Another realization during this class was to see how I had tempered my strengths when working with men. I thought specifically of a time when I had served on a church board. I often went head-to-head with a man, a successful business man. My internal monologue always accompanied the external dialogue with this man: “Don’t get too far ahead of him.” “Don’t say something that will make him feel dumb.” At the time, I justified my actions by seeing him as the weaker one. But now I was seeing this as my felt responsibility to manage his feelings. Certainly I had a responsibility to be collaborative and kind. But I was going far beyond that as I sought to prevent him from feeling inferior to me, as if that was my responsibility.

Some changes I’ve made:

  1. I no longer use gender when I speak of or to God. I have learned how humanizing God, or worse yet making God male, only makes the idea of God manageable and safe. Now that God is not limited to my understanding of men or people, the idea of God has expanded significantly. God is not meant to be managed or manipulated.
  2. I no longer feel the responsibility to manage a man’s ego. I expect him to manage his own and instead focus on being my best self. This has been both freeing and empowering. I am still learning to identify and pursue what I need. But I am learning to build a life that is meaningful for me, not just for those around me.
  3. I support the right for women to make their own choices about their bodies. I believe there are important conversations to have about reproductive decisions, and that should occur between a woman and her doctor. Restricting those decisions is the same as saying women cannot make thoughtful, difficult decisions for themselves.
  4. I acknowledge the pain and damage patriarchy has caused other groups, and how I’ve contributed to their pain. I think particularly of People of Color and the LGBTQ communities. The more I have freed myself from patriarchal thinking, the more clearly I see their pain, and the better ally I become.

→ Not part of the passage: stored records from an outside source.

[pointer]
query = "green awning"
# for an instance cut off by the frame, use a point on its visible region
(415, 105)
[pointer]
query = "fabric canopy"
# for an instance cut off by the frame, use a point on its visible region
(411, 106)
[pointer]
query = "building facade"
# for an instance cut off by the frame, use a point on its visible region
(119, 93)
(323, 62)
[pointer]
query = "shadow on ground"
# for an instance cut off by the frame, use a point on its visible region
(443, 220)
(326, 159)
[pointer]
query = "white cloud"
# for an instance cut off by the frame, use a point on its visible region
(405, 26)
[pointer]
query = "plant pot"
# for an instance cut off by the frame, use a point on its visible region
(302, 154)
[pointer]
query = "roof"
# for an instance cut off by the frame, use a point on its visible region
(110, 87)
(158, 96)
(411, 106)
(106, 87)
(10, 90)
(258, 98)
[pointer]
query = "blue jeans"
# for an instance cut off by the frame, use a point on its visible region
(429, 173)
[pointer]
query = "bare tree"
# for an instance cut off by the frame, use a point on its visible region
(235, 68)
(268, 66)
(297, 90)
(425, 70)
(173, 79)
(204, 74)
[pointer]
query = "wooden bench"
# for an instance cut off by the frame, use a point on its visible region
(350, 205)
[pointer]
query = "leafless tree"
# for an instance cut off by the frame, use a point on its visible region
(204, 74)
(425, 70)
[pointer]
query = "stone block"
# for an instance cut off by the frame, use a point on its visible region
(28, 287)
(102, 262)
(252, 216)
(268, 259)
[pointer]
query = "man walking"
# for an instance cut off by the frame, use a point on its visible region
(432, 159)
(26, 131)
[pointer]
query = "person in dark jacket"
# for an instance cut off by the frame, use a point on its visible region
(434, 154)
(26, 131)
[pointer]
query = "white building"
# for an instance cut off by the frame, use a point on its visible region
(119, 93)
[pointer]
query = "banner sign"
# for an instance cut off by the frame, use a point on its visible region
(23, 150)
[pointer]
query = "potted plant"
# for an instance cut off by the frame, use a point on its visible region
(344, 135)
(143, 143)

My experience has been that there’s an ongoing conversation among women about how fragile men are. And we use this perceived fragility to ignore our needs and wants. As gender and sexuality become increasingly fluid, I see the potential to not only water down the patriarchal nonsense, but to eliminate it altogether. Perhaps that’s why some are feeling frightened and reactive. What has long been considered normative is being challenged and replaced. And that is scary for those who don’t know anything different.

I’m not trying to hate on men. I am trying to point out the danger of unchecked power. Patriarchy is a system that has named “men in power” as the normative. And in this country, specifically white, Christian, heterosexual men. So we are not just talking patriarchy, but also Christian nationalism. And that’s for another blog post.

Power is seductive, and seems to cause most to use it selfishly. The best way to prevent the abuse of power is to share it with diverse voices and perspectives. With the recent US Supreme Court decisions, it feels as if we’re moving backward, not forward, by reducing that diversity. I hope it’s patriarchy’s final “Hail, Mary” attempt. They’re in a losing battle and I think they know it. For those of us who reject patriarchy, let us not lose hope.